+AMD folks
On Thu, May 07, 2026, Sean Christopherson wrote:
> On Thu, May 07, 2026, Andrew Cooper wrote:
> > On 07/05/2026 3:08 pm, Sean Christopherson wrote:
> > > On Thu, May 07, 2026, David Woodhouse wrote:
> > >> From: David Woodhouse <[email protected]>
> > >>
> > >> ICEBP (INT1, opcode 0xF1) generates a #DB that is architecturally a
> > >> trap, but on SVM it was not always intercepted. Unconditionally
> > >> intercept ICEBP on SVM to match VMX behaviour and ensure correct
> > >> event delivery semantics.
> > >>
> > >> Add two selftests exercising ICEBP:
> > >>
> > >> - int1_ept_test: verifies that ICEBP works correctly when the
> > >> exception stack page is not present (EPT/NPT fault during #DB
> > >> delivery).

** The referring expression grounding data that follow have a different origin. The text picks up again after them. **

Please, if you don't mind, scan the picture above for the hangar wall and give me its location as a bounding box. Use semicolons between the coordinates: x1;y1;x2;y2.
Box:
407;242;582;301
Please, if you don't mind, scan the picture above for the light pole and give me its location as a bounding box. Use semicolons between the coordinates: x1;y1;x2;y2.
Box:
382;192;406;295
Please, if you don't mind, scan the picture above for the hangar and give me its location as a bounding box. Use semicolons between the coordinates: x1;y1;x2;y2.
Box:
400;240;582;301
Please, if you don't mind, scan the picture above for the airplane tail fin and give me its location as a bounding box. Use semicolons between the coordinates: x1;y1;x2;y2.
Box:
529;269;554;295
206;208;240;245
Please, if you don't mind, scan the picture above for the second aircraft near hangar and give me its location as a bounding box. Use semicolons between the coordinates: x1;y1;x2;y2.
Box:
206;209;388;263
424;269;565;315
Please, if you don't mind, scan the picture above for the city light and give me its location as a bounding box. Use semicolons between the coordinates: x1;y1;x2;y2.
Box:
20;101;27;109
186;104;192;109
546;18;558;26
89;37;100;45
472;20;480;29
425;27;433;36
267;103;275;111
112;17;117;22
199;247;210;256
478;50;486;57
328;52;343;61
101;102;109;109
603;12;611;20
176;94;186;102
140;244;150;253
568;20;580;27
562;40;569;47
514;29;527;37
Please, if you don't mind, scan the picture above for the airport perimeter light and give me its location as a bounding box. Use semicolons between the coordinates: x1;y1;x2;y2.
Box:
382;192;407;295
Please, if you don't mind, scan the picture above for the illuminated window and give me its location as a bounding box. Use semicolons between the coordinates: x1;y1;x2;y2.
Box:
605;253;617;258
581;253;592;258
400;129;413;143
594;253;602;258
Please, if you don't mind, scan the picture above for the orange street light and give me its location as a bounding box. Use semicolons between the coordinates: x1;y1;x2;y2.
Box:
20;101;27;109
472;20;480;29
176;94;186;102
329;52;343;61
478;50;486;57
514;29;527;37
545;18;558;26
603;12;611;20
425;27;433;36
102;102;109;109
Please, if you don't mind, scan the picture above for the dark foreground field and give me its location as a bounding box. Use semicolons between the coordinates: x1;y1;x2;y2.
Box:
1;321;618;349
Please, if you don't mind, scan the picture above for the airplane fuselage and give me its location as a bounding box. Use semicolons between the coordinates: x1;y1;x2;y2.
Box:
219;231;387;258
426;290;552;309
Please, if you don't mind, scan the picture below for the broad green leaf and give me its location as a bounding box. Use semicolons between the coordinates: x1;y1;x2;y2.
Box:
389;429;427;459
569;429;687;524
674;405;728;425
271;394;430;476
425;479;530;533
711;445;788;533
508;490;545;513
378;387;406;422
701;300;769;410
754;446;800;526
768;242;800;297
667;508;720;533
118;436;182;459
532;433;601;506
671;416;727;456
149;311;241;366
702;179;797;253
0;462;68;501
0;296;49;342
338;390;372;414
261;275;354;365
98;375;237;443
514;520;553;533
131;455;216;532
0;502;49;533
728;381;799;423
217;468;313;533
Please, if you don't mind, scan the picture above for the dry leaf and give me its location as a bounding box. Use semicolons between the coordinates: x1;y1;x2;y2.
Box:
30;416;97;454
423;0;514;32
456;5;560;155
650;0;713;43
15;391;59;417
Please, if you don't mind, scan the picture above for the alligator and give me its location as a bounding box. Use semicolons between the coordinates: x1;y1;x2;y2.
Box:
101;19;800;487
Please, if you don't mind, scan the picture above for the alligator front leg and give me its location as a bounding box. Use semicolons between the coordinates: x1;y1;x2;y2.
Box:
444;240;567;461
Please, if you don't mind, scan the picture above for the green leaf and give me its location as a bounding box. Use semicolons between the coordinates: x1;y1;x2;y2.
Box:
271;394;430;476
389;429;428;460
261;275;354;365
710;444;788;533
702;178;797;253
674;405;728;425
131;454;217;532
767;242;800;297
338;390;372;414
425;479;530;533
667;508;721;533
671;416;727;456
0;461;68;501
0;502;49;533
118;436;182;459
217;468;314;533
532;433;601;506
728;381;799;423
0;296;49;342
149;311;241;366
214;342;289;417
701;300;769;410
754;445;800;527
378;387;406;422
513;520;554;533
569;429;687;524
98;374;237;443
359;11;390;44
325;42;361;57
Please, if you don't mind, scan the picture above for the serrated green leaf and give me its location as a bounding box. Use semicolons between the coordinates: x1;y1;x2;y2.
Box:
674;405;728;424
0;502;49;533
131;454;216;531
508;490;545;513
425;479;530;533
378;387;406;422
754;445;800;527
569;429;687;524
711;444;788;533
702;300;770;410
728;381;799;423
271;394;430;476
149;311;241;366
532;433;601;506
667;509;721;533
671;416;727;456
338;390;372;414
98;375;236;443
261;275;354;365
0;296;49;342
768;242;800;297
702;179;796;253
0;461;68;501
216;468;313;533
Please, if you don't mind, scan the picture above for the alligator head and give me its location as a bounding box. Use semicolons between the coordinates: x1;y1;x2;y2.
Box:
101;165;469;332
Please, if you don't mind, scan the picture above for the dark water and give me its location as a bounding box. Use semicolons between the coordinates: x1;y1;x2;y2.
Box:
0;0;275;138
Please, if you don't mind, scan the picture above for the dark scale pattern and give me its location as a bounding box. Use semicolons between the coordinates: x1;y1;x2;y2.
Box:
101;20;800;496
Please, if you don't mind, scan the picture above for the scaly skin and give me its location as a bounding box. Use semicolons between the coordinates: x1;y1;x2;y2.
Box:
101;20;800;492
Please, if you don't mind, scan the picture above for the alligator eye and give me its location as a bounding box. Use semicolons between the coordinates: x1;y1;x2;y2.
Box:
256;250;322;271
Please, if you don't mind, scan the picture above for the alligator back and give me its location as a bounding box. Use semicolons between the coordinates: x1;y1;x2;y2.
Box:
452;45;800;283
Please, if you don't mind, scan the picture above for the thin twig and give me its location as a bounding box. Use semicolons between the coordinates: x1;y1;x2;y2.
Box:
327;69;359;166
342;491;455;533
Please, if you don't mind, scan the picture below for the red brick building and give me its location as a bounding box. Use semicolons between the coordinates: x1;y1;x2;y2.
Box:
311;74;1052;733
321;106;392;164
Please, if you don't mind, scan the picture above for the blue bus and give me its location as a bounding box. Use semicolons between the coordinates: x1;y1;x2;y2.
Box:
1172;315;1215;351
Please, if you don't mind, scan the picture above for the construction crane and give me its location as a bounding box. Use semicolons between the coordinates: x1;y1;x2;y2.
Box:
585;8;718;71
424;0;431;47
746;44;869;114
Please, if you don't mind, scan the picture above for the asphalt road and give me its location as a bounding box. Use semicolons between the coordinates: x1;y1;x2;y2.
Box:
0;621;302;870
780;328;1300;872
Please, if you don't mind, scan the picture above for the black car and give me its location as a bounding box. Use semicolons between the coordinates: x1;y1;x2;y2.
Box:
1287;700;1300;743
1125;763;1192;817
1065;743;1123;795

The IST stack is evicted via MADV_DONTNEED before
> > >> executing INT1.
> > >>
> > >> - int1_task_gate_test: verifies ICEBP delivery through a 32-bit
> > >> task gate, exercising the legacy task-switch path for #DB.
> > >>
> > >> Tested on Intel Sapphire Rapids and AMD Genoa. Without the SVM fix,
> > >> int1_task_gate_test fails on AMD with EIP pointing at ICEBP instead
> > >> of after it. With the fix, both tests pass on both platforms.
> > > Hmm, but KVM unconditionally intercepts task switches. Is this
> > > effectively working
> > > around a bug in task_switch_interception()?
> >
> > Not really. It's a bug/misfeature in AMD CPUs.
> >
> > When you get TASK_SWITCH (which always has fault semantics), you look at
> > the vectoring event type to decide whether it was logically caused by a
> > trap, and therefore whether to move %rip forwards before entering the
> > new task.
> >
> > AMD CPUs don't distinguish instruction-induced #DBs (i.e. ICEBP) from
> > exception-induced #DBs (all others), and also don't report an
> > instruction length for an ICEBP-induced TASK_SWITCH.
>
> Heh, that explains why I couldn't find an equivalent of
> INTR_TYPE_PRIV_SW_EXCEPTION
> in the SVM code.
Dragging in a comment/concern Andrew raised offlist. If AMD doesn't provide or
*allow* the equivalent of INTR_TYPE_PRIV_SW_EXCEPTION, i.e. type 5, then what
happens when KVM needs to inject an INT1 #DB with FRED enabled? Per Intel's
FRED
spec, which presumably AMD is following, the event type is shoved onto the
stack:
— For INT1, the event stack level is IA32_FRED_STKLVLS[3:2]. The event type
is
5 (privileged software exception) and the vector is 1.
But if SVM doesn't support SVM_EVTINJ_TYPE_INT1, then realistically this can't
work (no way in hell is KVM going to emulate FRED event delivery). Does FRED on
AMD even do the right thing for INT1 without SVM?
> > The workaround is to intercept ICEBP unconditionally, handle the
> > FAULT->TRAP conversion in the hypervisor, at which point the #DB-induced
> > TASK_SWITCH occurs with %rip on the correct instruction boundary whether
> > it was instruction-induced or exception-induced.
> >
> > ~Andrew